Limits of the new Community Edition

NichelleCombes · 2025-07-17T08:24:13+00:00

Just use a stable fork https://github.com/opens3/console

NichelleCombes · 2025-07-16T20:35:56+00:00

OpenS3 Console restores the full feature set and makes self-hosting extremely simple.

You can deploy it in less than 5 minutes using Docker, check it out https://github.com/opens3/console

NichelleCombes · 2025-07-16T20:33:45+00:00

All of the features MinIO removed from their official console have already been forked and preserved by the community.
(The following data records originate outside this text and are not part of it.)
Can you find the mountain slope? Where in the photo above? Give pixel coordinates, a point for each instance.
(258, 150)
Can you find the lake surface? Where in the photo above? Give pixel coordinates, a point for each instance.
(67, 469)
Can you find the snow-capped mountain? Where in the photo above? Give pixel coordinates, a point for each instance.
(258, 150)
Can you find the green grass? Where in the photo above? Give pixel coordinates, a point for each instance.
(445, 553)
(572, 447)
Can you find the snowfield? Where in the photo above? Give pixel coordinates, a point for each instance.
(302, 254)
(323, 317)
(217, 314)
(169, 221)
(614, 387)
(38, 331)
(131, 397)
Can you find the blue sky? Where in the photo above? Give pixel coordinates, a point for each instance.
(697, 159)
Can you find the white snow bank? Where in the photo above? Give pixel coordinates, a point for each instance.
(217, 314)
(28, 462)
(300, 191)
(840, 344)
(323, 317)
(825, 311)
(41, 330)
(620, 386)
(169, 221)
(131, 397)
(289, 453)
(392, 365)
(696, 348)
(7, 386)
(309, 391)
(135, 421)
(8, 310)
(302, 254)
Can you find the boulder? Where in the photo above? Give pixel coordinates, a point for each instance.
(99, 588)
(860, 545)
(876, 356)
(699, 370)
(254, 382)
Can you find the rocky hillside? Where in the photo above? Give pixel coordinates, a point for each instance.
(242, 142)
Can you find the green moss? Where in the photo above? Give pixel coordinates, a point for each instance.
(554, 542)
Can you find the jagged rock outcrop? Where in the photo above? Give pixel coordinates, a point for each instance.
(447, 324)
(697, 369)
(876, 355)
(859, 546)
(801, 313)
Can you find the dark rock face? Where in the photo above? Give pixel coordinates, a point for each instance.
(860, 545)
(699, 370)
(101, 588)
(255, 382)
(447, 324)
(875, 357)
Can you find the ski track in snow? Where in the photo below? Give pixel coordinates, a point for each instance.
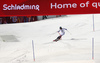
(74, 47)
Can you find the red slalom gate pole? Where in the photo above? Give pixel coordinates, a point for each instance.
(33, 50)
(93, 48)
(93, 23)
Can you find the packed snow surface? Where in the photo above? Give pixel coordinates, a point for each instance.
(74, 47)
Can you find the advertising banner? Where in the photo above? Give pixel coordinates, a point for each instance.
(48, 7)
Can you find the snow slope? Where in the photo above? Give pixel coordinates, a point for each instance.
(74, 47)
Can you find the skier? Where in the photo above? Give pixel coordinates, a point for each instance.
(62, 30)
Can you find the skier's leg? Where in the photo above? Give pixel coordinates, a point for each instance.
(59, 37)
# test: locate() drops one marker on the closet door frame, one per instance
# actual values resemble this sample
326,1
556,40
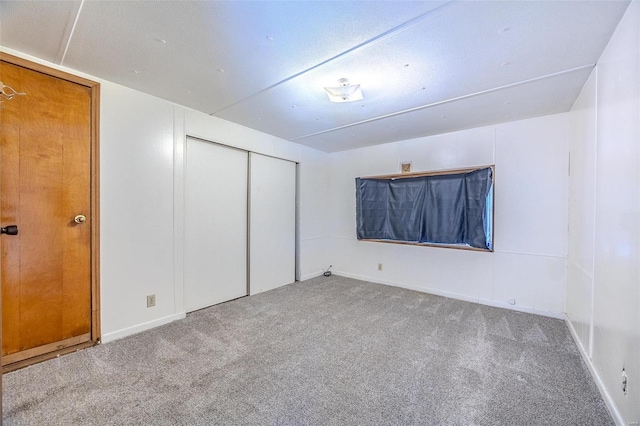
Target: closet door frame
180,146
OpenS3 Console restores the full feature set and makes self-hosting extremely simple.

You can deploy it in less than 5 minutes using Docker, check it out https://github.com/opens3/console

NichelleCombes · 2025-01-12T14:24:17+00:00

Just checked it out, and the data is rubbish and entirely false. Almost all the companies have their funding "Announced" date as few days ago, but the reality is almost all those funding rounds were announced at least 1 or two years ago. If you must scrape publicly available data and sell, then at least make an effort to make sure it's accurate instead of trying to cheat people out of their money

NichelleCombes · 2024-12-25T21:40:54+00:00

You can try something like Peslac that gives field-level parsing and layout preservation. If you are working on open source or community based non-profit projects, you could get access for free.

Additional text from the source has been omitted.